My question comes from a program that I have to do based on this article:

Article

The problem is that I cannot seem to be able to allocate or understand some of the variables and how they fit, I personally think this is very sloppy mathematics and some rigorous stats would have probably benefited this article, but that's just me.
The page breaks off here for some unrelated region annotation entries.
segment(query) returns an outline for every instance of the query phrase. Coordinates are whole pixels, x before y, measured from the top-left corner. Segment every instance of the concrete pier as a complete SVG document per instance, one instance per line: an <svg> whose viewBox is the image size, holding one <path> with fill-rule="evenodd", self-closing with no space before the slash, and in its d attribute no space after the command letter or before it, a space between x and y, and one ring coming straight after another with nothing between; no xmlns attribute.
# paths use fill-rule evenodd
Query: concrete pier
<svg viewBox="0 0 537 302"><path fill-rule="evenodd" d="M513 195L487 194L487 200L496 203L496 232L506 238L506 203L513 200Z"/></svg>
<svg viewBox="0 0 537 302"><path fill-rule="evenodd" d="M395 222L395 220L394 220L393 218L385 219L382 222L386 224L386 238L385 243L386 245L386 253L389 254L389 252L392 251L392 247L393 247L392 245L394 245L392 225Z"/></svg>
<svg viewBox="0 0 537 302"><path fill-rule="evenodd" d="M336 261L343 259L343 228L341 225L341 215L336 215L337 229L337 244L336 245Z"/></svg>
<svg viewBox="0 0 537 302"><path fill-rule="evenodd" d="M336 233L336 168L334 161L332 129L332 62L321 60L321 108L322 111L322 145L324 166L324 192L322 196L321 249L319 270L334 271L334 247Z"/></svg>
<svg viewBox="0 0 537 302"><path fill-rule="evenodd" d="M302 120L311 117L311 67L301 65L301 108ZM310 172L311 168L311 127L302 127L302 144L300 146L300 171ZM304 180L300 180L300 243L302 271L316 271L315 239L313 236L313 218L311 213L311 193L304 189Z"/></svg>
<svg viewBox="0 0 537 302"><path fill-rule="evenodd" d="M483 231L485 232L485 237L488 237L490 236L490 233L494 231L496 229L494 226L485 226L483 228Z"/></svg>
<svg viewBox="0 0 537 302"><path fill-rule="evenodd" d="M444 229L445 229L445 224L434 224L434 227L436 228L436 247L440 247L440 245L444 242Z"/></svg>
Anyway this is my pseudo-code/algorithm for the computation and it works:

        /* Algorithm
         * 
         * 1 Avg amount of sales - cupon face value
         * 85 - 75 = 10 Additional $
         * 
         * 2 Nbr cupons sold * redemption percentage (percentage Of Cupons Sold)
         * 3000 * 85 = 2550 Number of tickets redemeed
         * 
         * 3 Nbr cupons sold * sale price * percent taken by groupon
         * 3000 * 35 * .50 = 52500 Groupon money limit goal
         * 
         * 4 Nbr of tickets redeemed * Additional $
         * 2550 * 10 = 25500 Additional money spent by customer
         * 
         * 
         * 5 additional money spent by customer + grupon money limit 
         * 25500 + 52500 =  78000 Gross income
         * 
         * Expenses
         * 
         * 6 Nbr of tickets redeemed * avg amount sold * percent of incremental Cost Sales
         * 2550 * 85 * 40 =  86700 Total expense
         * 
         * 7 Nbr of tickets redeemed / Avg amount of cupons purchased by customers (number cupons purchased by custormers)
         * 2550 / 2 = 1275 Nbr customers
         * 
         * 8 Nbr customers * percent of existing customers (cuponsUsersAlreadyCustomers)
         * 1275 * 0.60 = 765 amount of new customer (Standard deviation of average customer per population)
         * 
         * 9 SD of avg customer per population * Percentage of new customer who returned (percent cupon user who become customers)
         * 765 * 0.10 = 76.5 new repeat customer avg
         * 
         * 10 Net cost / Avg new repeat customer
         * 8700 / 76 = 114 Amount paid for each new regular
         * 
         */

The question is, where the heck that 60% comes from? and is it a fixed value? I mean technically 40% + 10% is 50% and 40% is the old customers. Second what about:

"7. What is the advertising value of having your business promoted to 900,000 people — that’s the number on Groupon’s Chicago list — even if they don’t buy a coupon? $1,000 advertising value."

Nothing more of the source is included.